Every one knows that there is war between the two! The thirteenth century has few secrets. There are no outsiders. We are one family as we are one Church. Every man and woman here, from Mary on her throne to the beggar on the porch, knows that Pierre de Dreux detests Blanche of Castile, and that their two windows carry on war across the very heart of the cathedral. Both unite only in asking help from Mary; but Blanche is a woman, alone in the world with young children to protect, and most women incline strongly to suspect that Mary will never desert her. Pierre, with all his masculine strength, is no courtier. He wants to rule by force. He carries the assertion of his sex into the very presence of the Queen of Heaven.
The year happens to be 1230, when the roses may be supposed just finished and showing their whole splendour for the first time. Queen Blanche is forty-three years old, and her son Louis is fifteen. Blanche is a widow these four years, and Pierre a widower since 1221. Both are regents and guardians for their heirs. They have necessarily carried their disputes before Mary. Queen Blanche claims for her son, who is to be Saint Louis, the place of honour at Mary’s right hand; she has taken possession of the north porch outside, and of the north transept within, and has filled the windows with glass, as she is filling the porch with statuary. Above is the huge rose; below are five long windows; and all proclaim the homage that France renders to the Queen of Heaven.

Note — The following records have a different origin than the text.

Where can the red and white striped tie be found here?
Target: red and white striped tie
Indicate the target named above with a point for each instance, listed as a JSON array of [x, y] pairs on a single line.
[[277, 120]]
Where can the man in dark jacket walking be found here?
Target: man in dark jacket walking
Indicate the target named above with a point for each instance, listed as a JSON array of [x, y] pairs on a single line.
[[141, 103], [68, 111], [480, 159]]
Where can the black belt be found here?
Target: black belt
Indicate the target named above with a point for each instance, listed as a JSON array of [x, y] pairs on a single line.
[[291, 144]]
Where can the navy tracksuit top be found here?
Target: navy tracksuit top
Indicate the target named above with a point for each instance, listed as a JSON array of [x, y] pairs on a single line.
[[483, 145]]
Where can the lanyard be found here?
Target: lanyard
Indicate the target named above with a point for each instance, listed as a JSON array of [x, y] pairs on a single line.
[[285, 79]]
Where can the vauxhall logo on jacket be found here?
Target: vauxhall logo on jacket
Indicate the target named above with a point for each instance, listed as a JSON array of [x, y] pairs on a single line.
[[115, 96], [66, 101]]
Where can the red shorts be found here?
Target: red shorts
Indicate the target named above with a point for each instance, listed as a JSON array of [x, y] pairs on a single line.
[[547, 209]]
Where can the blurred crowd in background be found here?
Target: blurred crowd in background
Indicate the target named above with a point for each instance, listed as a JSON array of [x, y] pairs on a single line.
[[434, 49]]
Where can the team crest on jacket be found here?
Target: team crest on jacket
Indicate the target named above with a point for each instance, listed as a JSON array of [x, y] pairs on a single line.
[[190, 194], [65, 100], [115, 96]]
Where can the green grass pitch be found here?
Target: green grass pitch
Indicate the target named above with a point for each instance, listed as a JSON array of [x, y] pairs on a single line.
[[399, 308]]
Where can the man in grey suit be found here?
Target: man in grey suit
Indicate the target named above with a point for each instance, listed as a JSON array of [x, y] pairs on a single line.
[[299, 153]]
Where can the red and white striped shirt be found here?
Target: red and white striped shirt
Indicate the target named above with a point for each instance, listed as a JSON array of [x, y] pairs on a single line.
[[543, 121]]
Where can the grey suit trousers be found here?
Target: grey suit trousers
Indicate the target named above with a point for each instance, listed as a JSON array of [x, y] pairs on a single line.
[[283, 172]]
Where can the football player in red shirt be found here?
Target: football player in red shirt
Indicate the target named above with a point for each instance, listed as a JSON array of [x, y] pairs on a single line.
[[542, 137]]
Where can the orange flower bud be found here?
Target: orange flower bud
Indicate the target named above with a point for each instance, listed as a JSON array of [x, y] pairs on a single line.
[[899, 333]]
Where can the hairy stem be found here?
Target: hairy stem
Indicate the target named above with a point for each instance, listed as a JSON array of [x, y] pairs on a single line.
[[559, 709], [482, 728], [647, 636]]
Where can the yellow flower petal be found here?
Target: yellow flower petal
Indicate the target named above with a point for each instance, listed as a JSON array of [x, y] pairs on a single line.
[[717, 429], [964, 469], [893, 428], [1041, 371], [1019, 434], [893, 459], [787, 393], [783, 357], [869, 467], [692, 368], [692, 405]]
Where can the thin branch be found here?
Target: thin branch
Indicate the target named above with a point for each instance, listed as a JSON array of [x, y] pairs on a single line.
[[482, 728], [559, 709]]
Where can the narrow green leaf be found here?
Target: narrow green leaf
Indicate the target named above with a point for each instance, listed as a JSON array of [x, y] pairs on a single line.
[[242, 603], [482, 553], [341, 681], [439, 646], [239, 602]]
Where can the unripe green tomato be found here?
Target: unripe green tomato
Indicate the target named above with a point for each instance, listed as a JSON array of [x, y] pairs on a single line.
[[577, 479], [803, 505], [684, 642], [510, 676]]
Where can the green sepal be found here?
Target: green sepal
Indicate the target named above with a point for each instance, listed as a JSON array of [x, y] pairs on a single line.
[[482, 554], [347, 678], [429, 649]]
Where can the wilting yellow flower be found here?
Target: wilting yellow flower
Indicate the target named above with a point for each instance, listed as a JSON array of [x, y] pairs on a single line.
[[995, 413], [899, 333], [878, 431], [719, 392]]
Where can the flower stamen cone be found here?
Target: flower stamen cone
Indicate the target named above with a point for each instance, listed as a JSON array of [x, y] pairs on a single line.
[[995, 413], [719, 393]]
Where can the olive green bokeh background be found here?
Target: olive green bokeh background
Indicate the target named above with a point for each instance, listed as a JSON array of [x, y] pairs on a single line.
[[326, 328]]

The Rose of France shows in its centre the Virgin in her majesty, seated, crowned, holding the sceptre with her right hand, while her left supports the infant Christ-King on her knees; which shows that she, too, is acting as regent for her Son. Round her, in a circle, are twelve medallions; four containing doves; four six-winged angels or Thrones; four angels of a lower order, but all symbolizing the gifts and endowments of the Queen of Heaven. Outside these are twelve more medallions with the Kings of Judah, and a third circle contains the twelve lesser prophets. So Mary sits, hedged in by all the divinity that graces earthly or heavenly kings; while between the two outer circles are twelve quatrefoils bearing on a blue ground the golden lilies of France; and in each angle below the rose are four openings, showing alternately the lilies of Louis and the castles of Blanche. We who are below, the common people, understand that France claims to protect and defend the Virgin of Chartres, as her chief vassal, and that this ostentatious profusion of lilies and castles is intended not in honour of France, but as a demonstration of loyalty to Notre Dame, and an assertion of her rights as Queen Regent of Heaven against all comers, but particularly against Pierre, the rebel, who has the audacity to assert rival rights in the opposite transept.